Jul 21, 2009
Jul 21, 2009
Letting people know about your event can be done in person, on the phone, via e-mail or through a printed invitation. “The invite sets the tone for the event,” says Terry Kirshenbaum, owner of Invitation House in Coquitlam, BC. “When you take the time to send [an invitation], people really appreciate the attention to detail and it makes people want to attend.”
Keran Jones, invitation expert and owner of Papermarché in Toronto, agrees. “When extending invitations to the ceremonies of life, (weddings, baptisms, special birthdays, etc) honour your friends and families by sending a beautiful printed invitation. Save the e-mails for Friday night get-togethers.”

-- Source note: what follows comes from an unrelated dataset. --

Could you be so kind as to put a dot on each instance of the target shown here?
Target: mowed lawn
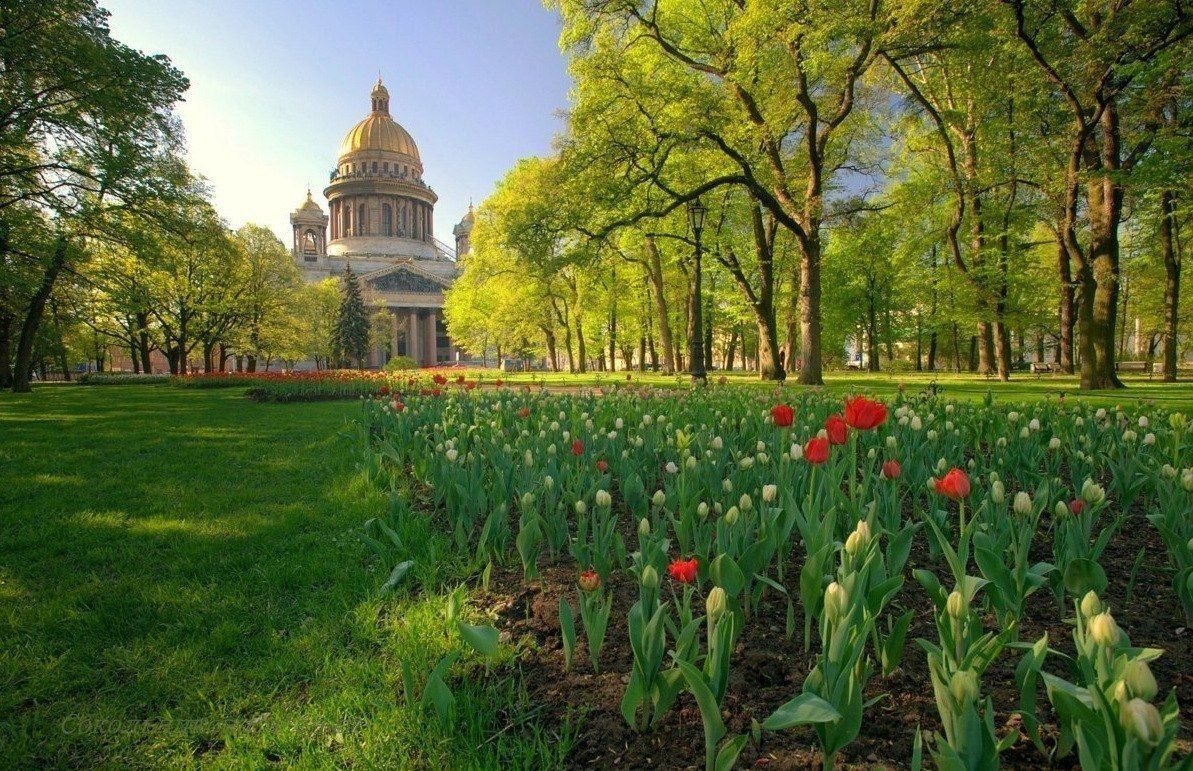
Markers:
(183, 583)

If professionally printed invites are out of your budget, don’t forget about fill-in invitation packages available at stationery and card shops. Here are some areas to pay attention to when sending invitations.
1 Phrasing the invitation
On the invite include the type of event, the host or hostess’ name, location, time, date and, if necessary, a dress code. Let guests know whether you’ll be serving a light lunch or full dinner and whether the event is potluck or BYOB.
2 Addressing invitations
If you’d like someone to attend but know that they can’t make it, sending them an invitation lets them know you’re still thinking of them. When inviting married couples with the same last name, write “Mr. and Mrs. David Smith” on the envelope. When the woman has kept her maiden name, write “Mrs. Barbara Jones and Mr. David Smith.” For same-sex couples, write their names in alphabetical order and, for couples that don’t live together, write both names out and mail it to the friend you are closest to. In all cases, use titles such as Mr., Dr., Jr., etc. When inviting a friend and a guest whose name you don’t know, write “and guest” after their name. Names of guests, including children, should be written in full. Children above 18, including those who live in the same house as their parents, should be given their own invitation.

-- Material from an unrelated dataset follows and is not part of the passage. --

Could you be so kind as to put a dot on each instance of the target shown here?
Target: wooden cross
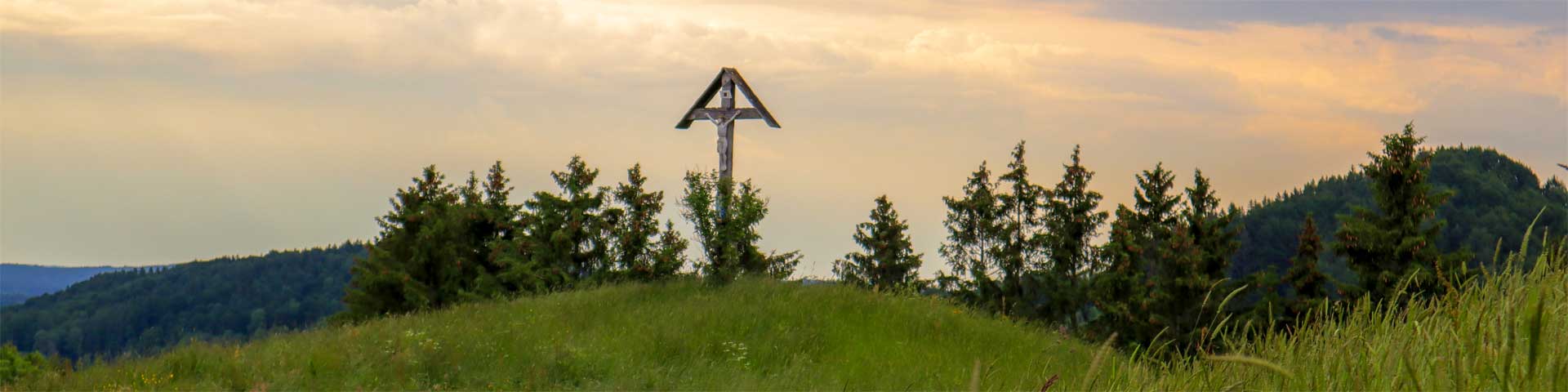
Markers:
(726, 114)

3 Other bits and pieces inside the envelope
Include maps if the location name isn’t sufficient for your guests. RSVP cards are not a must but if you want to hear back from your guests, you should include one with a stamped envelope. Be sure to include U.S postage for your American guests. In some cultures, it’s necessary to write the number of guests invited on the RSVP card itself. When it comes to including gift registry information, include it on a separate card or sheet of paper.4 Set the tone of your event
Coordinate your decor with the nature of the event. A fancy event deserves a fancy card, just as a picnic deserves something fun and light-hearted.
5 Timing is everything
Order your invitations as soon as possible; a particular design may not be available right away, and the more customized your invite is, chances are, the longer it will take to make. Some companies can print invitations in two weeks but more time will save both parties stress. To be safe, expect the invites to come back in a month.
For weddings and other big events, mail invitations six to eight weeks in advance, and eight to 10 weeks for overseas guests. For smaller events, three to six weeks is enough time. But as Darcia Moskaluk-Rutkay of Invitations by Design warns, send invites too early and people will either forget to reply or worse, forget entirely. Remember to include an RSVP deadline and an option to reply via email, telephone or mail.
6 Think about type
Plain white labels on envelopes can look impersonal. Use decorative labels instead for a more exciting look. Hiring a calligrapher can be costly, so use a font that resembles calligraphy or, if you don’t have very many invitations to send and you have good penmanship, consider hand-writing them yourself.